Get your gardening chores and irrigation done early in the day before temperatures rise.

* Plant, plant, plant! It’s prime planting season in the Sacramento area. Time to set out those tomato transplants along with peppers and eggplants. Pinch off any flowers on new transplants to make them concentrate on establishing roots instead of setting premature fruit.

* Direct-seed melons, cucumbers, summer squash, corn, radishes, pumpkins and annual herbs such as basil.

* Harvest cabbage, lettuce, peas and green onions. This heat will cause leafy greens and onions to flower; pick them before they bolt.

* In the flower garden, direct-seed sunflowers, cosmos, salvia, zinnias, marigolds, celosia and asters.

* Plant dahlia tubers. Other perennials to set out include verbena, coreopsis, coneflower and astilbe.

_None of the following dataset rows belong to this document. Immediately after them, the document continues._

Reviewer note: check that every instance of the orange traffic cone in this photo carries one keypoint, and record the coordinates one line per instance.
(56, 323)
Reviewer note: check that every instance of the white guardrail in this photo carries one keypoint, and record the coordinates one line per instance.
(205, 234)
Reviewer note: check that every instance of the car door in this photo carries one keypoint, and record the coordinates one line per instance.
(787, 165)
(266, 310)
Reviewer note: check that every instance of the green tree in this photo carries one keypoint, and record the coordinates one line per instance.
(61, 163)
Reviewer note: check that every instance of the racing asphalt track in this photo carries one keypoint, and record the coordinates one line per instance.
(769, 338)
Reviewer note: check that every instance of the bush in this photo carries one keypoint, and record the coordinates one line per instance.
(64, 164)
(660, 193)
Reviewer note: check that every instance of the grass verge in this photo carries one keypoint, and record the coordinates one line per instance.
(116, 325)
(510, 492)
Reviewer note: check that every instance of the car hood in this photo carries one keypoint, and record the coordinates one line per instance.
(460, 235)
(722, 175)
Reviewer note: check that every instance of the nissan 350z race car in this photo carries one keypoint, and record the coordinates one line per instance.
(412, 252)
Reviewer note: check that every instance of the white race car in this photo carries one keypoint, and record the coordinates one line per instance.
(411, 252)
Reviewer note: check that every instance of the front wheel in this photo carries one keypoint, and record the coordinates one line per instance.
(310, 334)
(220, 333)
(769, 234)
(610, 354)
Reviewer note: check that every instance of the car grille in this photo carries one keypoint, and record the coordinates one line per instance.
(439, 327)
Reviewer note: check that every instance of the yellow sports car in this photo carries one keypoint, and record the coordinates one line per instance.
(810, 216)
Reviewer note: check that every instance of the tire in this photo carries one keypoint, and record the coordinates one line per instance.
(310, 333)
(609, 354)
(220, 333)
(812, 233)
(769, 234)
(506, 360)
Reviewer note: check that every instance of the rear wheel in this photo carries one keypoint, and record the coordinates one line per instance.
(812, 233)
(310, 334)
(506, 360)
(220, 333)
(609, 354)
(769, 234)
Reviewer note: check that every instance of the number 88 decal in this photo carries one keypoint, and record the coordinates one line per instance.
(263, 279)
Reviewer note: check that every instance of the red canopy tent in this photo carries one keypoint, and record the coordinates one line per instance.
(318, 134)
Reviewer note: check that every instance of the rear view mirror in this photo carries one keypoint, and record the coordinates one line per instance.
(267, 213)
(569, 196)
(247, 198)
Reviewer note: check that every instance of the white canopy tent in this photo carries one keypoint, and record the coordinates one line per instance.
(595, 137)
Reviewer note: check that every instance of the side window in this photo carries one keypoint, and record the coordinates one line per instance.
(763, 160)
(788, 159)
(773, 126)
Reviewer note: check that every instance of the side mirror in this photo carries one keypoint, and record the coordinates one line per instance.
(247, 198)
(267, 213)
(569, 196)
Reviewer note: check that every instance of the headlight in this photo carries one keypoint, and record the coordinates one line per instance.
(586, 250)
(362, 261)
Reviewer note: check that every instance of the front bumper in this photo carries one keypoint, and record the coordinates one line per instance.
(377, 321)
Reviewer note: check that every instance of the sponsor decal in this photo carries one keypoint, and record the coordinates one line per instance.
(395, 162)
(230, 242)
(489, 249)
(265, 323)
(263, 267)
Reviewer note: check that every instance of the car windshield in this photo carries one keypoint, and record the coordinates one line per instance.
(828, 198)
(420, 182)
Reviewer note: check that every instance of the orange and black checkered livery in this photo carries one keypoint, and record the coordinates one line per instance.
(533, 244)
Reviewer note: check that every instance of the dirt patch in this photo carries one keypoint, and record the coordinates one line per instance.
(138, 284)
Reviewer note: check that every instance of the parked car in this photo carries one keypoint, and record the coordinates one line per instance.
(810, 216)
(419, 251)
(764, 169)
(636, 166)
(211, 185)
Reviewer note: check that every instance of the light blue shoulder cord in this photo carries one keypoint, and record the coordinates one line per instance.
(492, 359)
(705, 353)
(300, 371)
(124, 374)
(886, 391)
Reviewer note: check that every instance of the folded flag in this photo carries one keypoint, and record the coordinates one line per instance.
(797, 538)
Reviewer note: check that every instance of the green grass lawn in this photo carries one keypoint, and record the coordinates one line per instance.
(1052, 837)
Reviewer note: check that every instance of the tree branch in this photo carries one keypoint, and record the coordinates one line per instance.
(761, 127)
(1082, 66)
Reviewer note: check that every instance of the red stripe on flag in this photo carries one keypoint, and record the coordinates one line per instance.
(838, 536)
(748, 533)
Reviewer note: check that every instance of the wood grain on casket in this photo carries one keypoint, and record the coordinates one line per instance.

* Transplant petunias, marigolds and perennial flowers such as astilbe, columbine, coneflowers, coreopsis, dahlias, rudbeckia and verbena.

* Keep an eye out for slugs, snails, earwigs and aphids that want to dine on tender new growth.

* Feed summer bloomers with a balanced fertilizer.

* For continued bloom, cut off spent flowers on roses as well as other flowering plants.

* Got fruit trees? If you haven't already done so, thin orchard fruit such as apples, peaches, pears, pluots and plums before they grow too heavy, breaking branches or even splitting the tree. Leave the largest fruit on the branch, culling the smaller ones, and allow for 5 to 6 inches (or a hand's worth) between each fruit.

* Thin grape bunches, again leaving about 6 inches between them. For the remaining bunches, prune off the "tail" end, about the bottom third of the bunch, so that the plant's energy is concentrated in the fruit closest to the branch.

* As spring-flowering shrubs finish blooming, give them a little pruning to shape them, removing old and dead wood. Lightly trim azaleas, fuchsias and marguerites for bushier plants.

* Add mulch to the garden to help keep that precious water from evaporating. Mulch also cuts down on weeds. But don’t let it mound around the stems or trunks of trees or shrubs. Leave about a 6-inch to 1-foot circle to avoid crown rot or other problems.